More than 15 years later, she says families like hers are having those wounds reopened with news that the RCMP has applied for the destruction of an estimated 14,000 exhibits collected as part of the Pickton investigation.

“This information only gets dropped on us during Christmastime, which is already hard for the family members without their loved ones, especially the children, especially the mothers,” she said.

Family members and the advocacy group Justice for Girls said Monday the evidence police want destroyed could be used to convict other people or solve some of the dozens of unsolved cases of women who went missing from Vancouver’s Downtown Eastside.

Mounties say all relevant evidence has been retained and they can’t keep every piece of property indefinitely.

Sasha Reid, who runs a database of missing people and unsolved murders in Canada, said the Pickton case is not complete and if the evidence is destroyed police lose any chance of convicting other suspects connected to what happened on Pickton’s pig farm in Port Coquitlam, B.C.

“I’m concerned because advances in DNA analysis are growing every single day. You can’t say that there’s no evidentiary value,” she said.

“And beyond DNA analysis, there are other reasons for why that evidence has evidentiary value. How about the fact that this is an unsolved ongoing case, where there are very clear, very obvious, other suspects?”
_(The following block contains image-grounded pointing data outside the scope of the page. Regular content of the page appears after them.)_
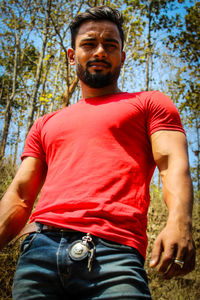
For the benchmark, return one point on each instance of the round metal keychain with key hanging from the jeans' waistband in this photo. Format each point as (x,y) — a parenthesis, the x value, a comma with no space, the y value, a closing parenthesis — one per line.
(81,249)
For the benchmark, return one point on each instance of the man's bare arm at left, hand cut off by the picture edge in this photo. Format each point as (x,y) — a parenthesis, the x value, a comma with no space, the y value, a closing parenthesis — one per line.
(17,203)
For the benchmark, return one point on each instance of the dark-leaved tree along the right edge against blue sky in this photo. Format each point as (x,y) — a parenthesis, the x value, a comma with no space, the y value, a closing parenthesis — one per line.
(187,46)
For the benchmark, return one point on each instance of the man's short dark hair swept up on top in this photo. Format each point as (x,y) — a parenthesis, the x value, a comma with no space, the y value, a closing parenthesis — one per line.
(97,13)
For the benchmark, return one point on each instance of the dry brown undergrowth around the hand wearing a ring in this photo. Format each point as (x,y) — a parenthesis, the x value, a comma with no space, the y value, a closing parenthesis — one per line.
(179,288)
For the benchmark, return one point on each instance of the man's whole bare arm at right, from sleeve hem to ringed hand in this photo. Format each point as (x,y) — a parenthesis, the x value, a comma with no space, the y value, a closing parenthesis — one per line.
(175,240)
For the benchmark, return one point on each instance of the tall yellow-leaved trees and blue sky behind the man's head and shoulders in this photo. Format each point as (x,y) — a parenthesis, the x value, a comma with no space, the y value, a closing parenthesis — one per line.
(36,77)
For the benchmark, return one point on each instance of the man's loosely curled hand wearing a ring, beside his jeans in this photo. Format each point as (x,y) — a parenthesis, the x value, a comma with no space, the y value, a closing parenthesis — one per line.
(174,242)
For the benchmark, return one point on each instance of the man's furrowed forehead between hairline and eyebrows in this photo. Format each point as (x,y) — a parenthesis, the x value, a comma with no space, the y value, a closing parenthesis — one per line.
(98,29)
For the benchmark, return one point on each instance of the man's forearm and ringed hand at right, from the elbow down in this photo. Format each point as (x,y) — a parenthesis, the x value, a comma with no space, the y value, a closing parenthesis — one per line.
(175,240)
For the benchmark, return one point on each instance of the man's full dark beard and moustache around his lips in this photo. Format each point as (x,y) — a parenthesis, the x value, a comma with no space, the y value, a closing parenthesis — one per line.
(97,80)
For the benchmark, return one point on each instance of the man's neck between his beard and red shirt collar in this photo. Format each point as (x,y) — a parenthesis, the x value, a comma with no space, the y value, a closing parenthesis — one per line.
(88,92)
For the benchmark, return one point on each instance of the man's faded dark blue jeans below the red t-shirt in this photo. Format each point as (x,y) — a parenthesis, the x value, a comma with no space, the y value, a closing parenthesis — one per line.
(45,270)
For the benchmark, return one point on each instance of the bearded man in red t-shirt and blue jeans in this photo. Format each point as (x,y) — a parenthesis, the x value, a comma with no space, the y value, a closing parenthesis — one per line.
(95,160)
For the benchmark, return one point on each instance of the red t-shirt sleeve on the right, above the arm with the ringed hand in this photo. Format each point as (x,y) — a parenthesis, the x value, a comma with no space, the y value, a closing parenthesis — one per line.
(162,114)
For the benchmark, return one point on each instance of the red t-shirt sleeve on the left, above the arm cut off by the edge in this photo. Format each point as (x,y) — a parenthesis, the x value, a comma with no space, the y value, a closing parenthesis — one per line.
(33,145)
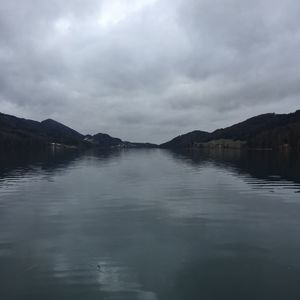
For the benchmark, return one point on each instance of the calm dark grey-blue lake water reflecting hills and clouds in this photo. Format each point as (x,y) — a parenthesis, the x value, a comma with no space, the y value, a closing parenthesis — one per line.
(150,224)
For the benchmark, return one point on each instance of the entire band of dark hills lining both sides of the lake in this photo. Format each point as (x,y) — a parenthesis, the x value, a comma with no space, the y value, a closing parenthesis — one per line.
(267,131)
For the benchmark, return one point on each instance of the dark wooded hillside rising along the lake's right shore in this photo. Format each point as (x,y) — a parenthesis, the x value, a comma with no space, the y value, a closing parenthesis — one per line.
(263,131)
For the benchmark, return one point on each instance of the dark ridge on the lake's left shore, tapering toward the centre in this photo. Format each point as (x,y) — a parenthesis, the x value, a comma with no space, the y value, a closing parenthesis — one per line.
(18,132)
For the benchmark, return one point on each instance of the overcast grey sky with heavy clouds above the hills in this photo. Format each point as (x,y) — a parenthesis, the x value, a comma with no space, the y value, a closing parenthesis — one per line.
(148,70)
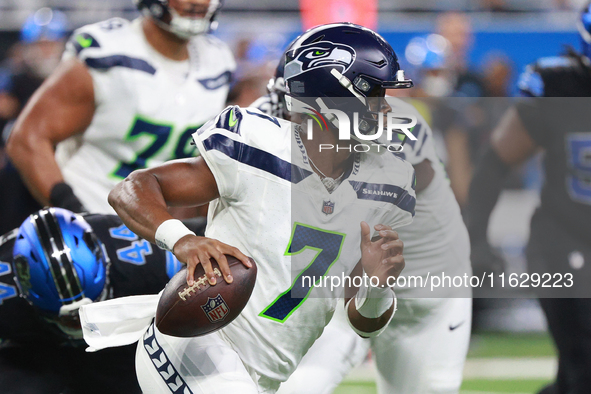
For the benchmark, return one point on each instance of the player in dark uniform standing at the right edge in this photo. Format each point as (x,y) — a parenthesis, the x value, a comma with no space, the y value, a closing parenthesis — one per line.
(560,237)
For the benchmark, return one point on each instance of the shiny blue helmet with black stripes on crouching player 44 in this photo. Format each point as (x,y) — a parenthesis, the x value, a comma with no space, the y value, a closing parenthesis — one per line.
(60,265)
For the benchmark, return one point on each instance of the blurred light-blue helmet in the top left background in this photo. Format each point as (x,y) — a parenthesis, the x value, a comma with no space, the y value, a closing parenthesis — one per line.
(45,23)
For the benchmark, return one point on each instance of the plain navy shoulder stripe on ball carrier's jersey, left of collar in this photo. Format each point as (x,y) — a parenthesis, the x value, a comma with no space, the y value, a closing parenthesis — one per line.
(256,158)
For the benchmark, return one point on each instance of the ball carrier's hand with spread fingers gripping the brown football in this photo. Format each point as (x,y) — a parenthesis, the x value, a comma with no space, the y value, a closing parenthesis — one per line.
(193,250)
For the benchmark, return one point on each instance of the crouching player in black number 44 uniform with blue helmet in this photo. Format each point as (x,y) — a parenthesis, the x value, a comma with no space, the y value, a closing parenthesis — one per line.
(41,350)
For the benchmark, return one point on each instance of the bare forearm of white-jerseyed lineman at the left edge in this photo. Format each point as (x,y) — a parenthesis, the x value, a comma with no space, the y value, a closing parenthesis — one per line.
(35,160)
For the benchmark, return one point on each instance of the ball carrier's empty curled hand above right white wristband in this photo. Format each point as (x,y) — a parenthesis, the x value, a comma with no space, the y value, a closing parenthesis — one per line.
(381,258)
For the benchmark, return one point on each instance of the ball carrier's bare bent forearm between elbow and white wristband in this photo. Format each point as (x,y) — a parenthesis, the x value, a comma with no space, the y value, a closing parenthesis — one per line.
(139,202)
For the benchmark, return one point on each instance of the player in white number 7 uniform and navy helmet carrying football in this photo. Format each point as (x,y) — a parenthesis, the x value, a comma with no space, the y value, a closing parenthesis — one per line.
(276,204)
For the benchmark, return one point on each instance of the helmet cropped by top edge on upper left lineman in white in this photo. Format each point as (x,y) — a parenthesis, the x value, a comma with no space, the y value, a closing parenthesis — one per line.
(184,27)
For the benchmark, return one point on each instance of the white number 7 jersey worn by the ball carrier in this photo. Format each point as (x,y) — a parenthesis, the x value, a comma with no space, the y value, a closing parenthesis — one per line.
(274,208)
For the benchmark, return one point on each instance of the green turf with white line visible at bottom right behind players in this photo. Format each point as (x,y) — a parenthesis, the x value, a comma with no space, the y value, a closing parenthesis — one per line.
(495,349)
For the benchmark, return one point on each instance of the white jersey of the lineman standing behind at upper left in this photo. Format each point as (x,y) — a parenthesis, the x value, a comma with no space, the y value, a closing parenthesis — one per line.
(147,106)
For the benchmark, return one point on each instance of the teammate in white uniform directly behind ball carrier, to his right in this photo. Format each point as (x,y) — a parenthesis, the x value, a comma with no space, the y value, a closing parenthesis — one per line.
(424,349)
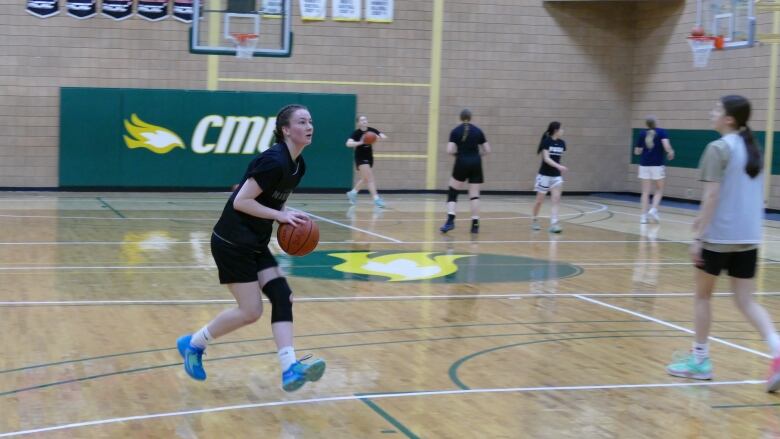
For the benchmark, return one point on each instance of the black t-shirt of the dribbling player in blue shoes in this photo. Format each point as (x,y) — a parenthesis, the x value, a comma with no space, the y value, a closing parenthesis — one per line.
(277,174)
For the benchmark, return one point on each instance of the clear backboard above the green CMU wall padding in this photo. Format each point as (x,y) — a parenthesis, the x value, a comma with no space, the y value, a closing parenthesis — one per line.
(216,23)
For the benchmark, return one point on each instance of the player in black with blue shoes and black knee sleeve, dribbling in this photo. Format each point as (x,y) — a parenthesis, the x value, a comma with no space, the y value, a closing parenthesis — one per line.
(239,245)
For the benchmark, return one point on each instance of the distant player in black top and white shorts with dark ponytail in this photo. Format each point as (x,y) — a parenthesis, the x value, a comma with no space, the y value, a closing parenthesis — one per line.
(549,178)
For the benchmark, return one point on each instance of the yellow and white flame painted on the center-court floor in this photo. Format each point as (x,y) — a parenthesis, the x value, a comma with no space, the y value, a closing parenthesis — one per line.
(399,266)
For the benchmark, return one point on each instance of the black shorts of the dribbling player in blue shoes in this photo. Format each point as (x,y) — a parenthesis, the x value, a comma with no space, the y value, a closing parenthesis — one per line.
(238,264)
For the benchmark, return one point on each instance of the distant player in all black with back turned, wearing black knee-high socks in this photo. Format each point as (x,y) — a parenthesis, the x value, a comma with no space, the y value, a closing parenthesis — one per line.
(468,145)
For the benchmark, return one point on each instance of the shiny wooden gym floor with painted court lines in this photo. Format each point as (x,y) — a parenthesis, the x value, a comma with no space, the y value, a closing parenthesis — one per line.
(511,333)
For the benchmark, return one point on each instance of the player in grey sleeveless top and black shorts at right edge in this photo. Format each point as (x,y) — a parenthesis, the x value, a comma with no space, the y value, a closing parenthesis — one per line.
(727,233)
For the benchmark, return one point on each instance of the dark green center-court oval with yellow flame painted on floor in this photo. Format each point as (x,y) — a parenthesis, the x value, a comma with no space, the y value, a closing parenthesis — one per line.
(440,267)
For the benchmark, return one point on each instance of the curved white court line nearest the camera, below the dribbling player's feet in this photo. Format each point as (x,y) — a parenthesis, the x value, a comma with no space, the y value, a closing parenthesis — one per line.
(373,396)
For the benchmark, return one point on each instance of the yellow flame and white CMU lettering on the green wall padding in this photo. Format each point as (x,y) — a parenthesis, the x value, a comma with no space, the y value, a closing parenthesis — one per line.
(233,134)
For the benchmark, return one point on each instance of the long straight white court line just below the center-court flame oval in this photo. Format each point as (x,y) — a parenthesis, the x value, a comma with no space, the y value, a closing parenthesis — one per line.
(360,298)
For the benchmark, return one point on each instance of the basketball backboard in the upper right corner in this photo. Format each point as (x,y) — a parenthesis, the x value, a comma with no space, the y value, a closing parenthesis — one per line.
(734,20)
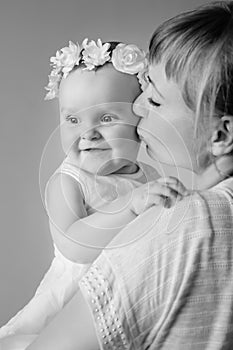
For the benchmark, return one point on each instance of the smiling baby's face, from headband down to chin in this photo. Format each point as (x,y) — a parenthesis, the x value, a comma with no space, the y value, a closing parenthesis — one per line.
(98,125)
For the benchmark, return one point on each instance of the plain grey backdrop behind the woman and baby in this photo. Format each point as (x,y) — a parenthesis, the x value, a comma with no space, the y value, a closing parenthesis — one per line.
(31,31)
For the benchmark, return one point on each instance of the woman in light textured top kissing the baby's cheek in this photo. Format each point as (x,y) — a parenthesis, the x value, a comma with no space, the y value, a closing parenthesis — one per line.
(167,281)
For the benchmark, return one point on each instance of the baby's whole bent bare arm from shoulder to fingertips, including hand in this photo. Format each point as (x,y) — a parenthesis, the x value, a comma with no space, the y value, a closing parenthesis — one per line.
(81,238)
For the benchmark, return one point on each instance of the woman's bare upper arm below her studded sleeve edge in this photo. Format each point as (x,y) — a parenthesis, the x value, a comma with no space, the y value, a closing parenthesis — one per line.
(72,329)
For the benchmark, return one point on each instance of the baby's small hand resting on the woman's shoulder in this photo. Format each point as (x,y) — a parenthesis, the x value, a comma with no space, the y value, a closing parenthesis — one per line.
(164,191)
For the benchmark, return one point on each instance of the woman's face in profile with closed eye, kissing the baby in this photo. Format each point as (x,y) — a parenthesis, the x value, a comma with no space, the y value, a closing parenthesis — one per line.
(167,124)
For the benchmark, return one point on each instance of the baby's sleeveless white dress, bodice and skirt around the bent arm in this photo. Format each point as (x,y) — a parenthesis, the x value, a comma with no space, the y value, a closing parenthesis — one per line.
(61,280)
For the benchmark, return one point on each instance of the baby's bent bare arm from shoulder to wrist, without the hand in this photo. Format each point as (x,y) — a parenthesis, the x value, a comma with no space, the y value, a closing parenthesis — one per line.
(69,223)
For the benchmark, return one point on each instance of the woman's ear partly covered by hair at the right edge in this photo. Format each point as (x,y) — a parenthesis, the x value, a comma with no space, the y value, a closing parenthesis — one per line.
(222,137)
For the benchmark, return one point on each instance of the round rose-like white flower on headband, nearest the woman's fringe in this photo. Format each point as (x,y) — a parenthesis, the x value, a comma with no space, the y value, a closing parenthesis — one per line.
(128,58)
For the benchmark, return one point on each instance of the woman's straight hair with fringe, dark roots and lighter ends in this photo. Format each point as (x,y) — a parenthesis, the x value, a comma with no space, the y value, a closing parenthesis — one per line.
(196,48)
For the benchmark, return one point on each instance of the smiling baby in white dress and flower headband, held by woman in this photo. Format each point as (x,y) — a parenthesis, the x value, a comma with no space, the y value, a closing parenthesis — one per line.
(96,85)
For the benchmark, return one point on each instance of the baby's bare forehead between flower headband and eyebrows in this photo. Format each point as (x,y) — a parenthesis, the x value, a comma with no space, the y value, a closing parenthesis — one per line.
(104,85)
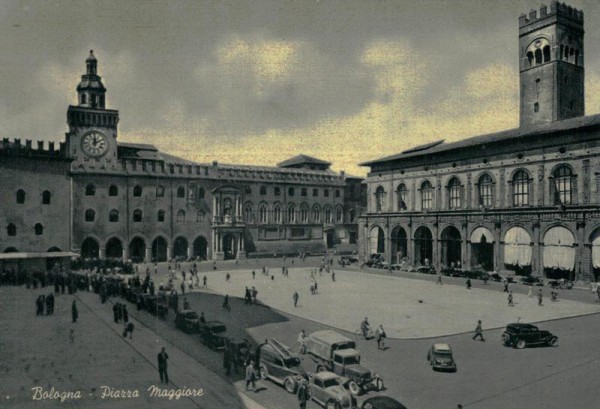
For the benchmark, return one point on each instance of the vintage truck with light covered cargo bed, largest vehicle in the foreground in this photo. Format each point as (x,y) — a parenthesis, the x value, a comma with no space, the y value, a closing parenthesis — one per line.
(336,353)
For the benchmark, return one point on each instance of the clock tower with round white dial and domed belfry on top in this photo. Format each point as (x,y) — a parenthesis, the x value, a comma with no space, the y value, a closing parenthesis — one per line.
(92,135)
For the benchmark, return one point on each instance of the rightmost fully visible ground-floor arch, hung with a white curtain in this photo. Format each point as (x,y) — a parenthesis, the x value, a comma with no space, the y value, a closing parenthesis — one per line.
(559,253)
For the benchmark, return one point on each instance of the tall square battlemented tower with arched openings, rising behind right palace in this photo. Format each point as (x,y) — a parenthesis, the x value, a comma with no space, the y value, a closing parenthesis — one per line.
(551,64)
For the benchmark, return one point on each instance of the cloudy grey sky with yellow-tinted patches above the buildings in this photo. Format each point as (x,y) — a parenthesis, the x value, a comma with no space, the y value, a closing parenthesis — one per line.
(257,81)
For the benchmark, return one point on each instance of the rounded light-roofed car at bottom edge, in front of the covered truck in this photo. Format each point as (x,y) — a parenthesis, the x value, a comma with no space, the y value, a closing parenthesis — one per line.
(326,389)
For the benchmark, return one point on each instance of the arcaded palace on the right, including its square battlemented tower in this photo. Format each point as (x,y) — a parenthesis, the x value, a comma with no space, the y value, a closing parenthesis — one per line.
(526,199)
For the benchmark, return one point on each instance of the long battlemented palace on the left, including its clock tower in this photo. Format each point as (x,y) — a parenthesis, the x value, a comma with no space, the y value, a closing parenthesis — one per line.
(102,198)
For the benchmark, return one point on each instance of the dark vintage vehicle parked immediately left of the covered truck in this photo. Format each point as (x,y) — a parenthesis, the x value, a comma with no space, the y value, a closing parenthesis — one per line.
(277,363)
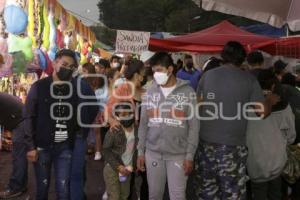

Pickton was found guilty in 2007 of second-degree murder and sentenced to life in prison without the chance of parole for 25 years in the deaths of six women.

When the Supreme Court of Canada upheld his sentence, first-degree murder charges involving 20 other women, including Holyk, were stayed because Pickton was already serving the maximum sentence.

The Supreme Court of Canada decision notes that Pickton’s statements to police “implied the involvement of others but not to the exclusion of the accused.”

Williams said if she had a chance to speak with RCMP Commissioner Mike Duheme she would ask him how he would react if the victims were members of his family.

“I don’t think they would destroy the evidence. They protect their own. You know, they don’t care about us,” she said.

RCMP spokesman Sgt. Kris Clark said in a statement that “all evidence is being preserved.”

“To put it simply, the RCMP is not authorized to retain property indefinitely and is making application to the court for disposition of that property. Ultimately, this process is required by law and is for the intended purpose of returning property to the rightful owners, where applicable, or for the disposal of items not claimed,” he said.

Clark said the Mounties “have been working closely with the victims’ families to return their loved ones’ belongings as well as local First Nations to ensure disposal is done in a culturally sensitive way.”

A letter endorsed by more than 40 organizations, academics and Indigenous groups was to the federal public safety minister, B.C.’s government and Duheme, asking them to “take immediate steps to preserve Pickton evidence.”

“This latest step by the RCMP symbolizes yet another failure for these families, for our communities and for Canada’s overall commitment to justice, human rights and dignity for stolen sisters, mothers, daughters, aunties and grandmothers,” the letter says.